An NCRPG run on the Grassmann manifold
Hajg Jasa 2025-05-09
Introduction
In this example we compare the Nonconvex Riemannian Proximal Gradient (NCRPG) method [BJJP25b] with the Cyclic Proximal Point Algorithm, which was introduced in [Bac14], on the space of symmetric positive definite matrices and on hyperbolic space. This example reproduces the results from [BJJP25b], Section 5.4.
using PrettyTables
using BenchmarkTools
using CSV, DataFrames
using ColorSchemes, Plots
using Random, LinearAlgebra, LRUCache
using ManifoldDiff, Manifolds, Manopt, ManoptExamples
The Problem
Let $\mathcal M$ be a Riemannian manifold and $\{q_1,\ldots,q_N\} \in \mathcal M$ denote $N = 1000$ Gaussian random data points. Let $g \colon \mathcal M \to \mathbb R$ be defined by
\[g(p) = \sum_{j = 1}^N w_j \, \mathrm{dist}(p, q_j)^2,\]

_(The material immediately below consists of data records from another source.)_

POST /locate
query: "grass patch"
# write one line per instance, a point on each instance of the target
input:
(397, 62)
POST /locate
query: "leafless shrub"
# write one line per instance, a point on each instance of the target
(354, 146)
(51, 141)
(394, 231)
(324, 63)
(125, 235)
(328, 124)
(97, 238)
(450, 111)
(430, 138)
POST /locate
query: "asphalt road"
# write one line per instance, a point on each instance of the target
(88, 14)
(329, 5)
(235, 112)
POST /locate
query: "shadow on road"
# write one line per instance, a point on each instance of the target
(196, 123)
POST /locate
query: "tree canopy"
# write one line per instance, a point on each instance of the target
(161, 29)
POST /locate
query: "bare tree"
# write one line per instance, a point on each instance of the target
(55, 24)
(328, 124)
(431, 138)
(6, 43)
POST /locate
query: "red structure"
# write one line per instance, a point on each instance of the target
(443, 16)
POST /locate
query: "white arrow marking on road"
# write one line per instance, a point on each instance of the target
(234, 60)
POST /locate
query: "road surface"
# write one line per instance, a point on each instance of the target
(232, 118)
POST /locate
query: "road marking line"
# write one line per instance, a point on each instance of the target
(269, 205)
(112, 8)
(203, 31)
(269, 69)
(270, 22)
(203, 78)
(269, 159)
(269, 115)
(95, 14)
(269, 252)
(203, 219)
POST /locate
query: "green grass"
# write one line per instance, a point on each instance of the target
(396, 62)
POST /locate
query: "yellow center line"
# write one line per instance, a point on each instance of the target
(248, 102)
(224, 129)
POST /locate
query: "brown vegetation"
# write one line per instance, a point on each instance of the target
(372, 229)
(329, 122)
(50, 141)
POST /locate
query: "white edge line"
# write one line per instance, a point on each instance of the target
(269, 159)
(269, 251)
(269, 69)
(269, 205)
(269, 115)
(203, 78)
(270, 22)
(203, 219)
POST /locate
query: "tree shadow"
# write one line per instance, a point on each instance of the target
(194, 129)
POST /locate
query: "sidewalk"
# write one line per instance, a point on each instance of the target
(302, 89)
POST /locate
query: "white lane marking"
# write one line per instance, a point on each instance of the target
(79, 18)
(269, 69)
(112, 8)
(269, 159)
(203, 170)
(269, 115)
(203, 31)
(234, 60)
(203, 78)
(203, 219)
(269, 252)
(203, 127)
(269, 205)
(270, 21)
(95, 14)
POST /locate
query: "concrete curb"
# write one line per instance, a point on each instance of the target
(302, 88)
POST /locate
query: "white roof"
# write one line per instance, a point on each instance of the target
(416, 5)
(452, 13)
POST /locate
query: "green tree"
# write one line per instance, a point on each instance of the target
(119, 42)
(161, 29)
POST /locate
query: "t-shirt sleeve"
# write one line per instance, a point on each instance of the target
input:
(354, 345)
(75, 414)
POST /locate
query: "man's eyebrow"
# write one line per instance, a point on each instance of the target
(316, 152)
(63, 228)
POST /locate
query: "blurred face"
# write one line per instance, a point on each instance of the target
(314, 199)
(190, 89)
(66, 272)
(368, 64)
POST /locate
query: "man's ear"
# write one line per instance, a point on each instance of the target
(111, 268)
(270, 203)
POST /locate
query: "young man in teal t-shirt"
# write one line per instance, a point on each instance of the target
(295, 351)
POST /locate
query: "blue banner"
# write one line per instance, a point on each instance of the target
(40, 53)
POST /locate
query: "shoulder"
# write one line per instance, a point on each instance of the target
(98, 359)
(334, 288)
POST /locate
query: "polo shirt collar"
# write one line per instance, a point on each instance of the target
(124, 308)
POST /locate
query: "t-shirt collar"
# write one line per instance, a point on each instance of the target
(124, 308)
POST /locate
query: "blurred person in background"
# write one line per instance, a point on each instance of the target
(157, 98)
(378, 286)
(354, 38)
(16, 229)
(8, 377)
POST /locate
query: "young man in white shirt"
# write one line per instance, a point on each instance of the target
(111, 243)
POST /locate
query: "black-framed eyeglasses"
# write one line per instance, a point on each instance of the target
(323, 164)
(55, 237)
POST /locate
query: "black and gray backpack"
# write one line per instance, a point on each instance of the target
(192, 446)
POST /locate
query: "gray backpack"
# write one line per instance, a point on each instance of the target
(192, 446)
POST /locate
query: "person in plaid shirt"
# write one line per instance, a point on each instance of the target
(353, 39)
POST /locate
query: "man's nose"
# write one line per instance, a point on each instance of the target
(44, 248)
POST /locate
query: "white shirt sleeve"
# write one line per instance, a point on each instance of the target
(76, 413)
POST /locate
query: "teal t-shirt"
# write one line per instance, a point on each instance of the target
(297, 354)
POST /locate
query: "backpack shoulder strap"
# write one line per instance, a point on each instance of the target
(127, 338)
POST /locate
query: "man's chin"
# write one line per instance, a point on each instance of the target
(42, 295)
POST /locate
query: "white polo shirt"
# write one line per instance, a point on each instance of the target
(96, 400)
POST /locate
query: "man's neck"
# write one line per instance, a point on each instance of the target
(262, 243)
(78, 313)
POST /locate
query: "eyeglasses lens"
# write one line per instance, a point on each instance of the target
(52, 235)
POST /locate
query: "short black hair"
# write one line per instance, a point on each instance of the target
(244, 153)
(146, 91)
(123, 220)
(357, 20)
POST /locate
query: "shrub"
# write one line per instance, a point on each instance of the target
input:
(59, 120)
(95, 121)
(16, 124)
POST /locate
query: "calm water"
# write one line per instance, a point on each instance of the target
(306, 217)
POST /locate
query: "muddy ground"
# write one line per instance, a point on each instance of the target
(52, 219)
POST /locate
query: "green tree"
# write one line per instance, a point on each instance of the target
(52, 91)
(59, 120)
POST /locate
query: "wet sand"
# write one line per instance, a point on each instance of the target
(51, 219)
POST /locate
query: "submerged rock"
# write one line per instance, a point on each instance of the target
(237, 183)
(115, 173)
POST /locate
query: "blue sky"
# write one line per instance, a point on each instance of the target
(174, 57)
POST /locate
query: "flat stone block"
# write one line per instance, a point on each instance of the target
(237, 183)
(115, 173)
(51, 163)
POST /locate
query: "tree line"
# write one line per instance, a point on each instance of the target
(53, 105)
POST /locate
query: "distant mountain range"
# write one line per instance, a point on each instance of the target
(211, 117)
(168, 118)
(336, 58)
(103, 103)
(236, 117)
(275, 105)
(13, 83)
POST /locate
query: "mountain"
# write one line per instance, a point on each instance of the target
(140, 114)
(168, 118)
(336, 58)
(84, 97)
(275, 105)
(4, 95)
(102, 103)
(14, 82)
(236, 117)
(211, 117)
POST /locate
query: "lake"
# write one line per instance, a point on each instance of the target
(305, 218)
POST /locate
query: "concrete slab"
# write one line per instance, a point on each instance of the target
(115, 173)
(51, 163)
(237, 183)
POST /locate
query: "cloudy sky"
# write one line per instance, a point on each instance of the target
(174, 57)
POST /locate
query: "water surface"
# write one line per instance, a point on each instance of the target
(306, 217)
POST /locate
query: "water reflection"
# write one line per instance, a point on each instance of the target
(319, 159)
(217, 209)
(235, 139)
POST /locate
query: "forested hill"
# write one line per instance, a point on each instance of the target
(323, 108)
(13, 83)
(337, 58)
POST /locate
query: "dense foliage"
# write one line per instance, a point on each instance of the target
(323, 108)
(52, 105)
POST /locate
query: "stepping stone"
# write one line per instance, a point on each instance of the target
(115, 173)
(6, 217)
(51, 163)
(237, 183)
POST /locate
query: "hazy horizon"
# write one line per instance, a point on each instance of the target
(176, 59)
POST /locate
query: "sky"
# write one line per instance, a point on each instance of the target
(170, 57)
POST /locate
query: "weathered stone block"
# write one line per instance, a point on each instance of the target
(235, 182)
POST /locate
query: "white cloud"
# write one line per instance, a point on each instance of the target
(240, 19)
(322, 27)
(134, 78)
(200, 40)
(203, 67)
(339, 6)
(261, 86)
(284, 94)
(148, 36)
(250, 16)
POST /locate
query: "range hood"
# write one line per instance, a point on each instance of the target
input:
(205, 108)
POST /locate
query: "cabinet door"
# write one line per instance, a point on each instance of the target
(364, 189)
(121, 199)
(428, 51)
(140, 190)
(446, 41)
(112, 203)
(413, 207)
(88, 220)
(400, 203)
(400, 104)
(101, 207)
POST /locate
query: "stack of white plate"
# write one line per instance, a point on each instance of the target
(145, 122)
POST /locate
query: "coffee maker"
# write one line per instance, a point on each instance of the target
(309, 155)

where $w_j$, $j = 1, \ldots, N$ are positive weights such that $\sum_{j = 1}^N w_j = 1$. In our experiments, we choose the weights $w_j = \frac{1}{2N}$. Observe that the function $g$ is strongly convex with respect to the Riemannian metric on $\mathcal M$. The Riemannian geometric median $p^*$ of the dataset $\{q_1,\ldots,q_N\}$
\[\mathcal D = \{ q_1,\ldots,q_N \, \vert \, q_j \in \mathcal M\text{ for all } j = 1,\ldots,N \}\]
is then defined as
\[ p^* \coloneqq \operatorname*{arg\,min}_{p \in \mathcal M} g(p),\]
where equality is justified since $p^*$ is uniquely determined on Hadamard manifolds.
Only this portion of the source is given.